I have been working on the Sentiment analysis prediction using the Rotten Tomatoes movie reviews dataset. The dataset has 5 classes {0,1,2,3,4} where 0 being very negative and 4 being very positive The dataset is highly unbalanced,
total samples = 156061
'0': 7072 (4.5%),
'1': 27273 (17.4%),
'2': 79583 (50.9%),
'3': 32927 (21%),
'4': 9206 (5.8%)
as you can see class 2
has almost 50% samples and 0
and 5
contribute to ~10% of training set
So there is a very strong bias for class 2
thus reducing the accuracy of classification for class 0
and 4
.
What can I do to balance the dataset? One solution would be to get equal number of samples by reducing the samples to only 7072 for each class, but it reduces the dataset drastically! How can I optimize and balance the dataset without affecting the accuracy of overall classification?

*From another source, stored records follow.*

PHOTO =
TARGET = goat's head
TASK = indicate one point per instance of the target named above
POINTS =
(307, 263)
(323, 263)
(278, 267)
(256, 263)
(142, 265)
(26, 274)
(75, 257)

You should not balance the dataset, you should train a classifier in a balanced manner. Nearly all existing classifiers can be trained with some cost sensitive objective. For example - SVMs let you "weight" your samples, simply weight samples of the smaller class more. Similarly Naive Bayes has classes priors - change them! Random forest, Neural networks, Logistic regression, they all let you somehow "weight" samples, it is the core technique for getting more balanced results.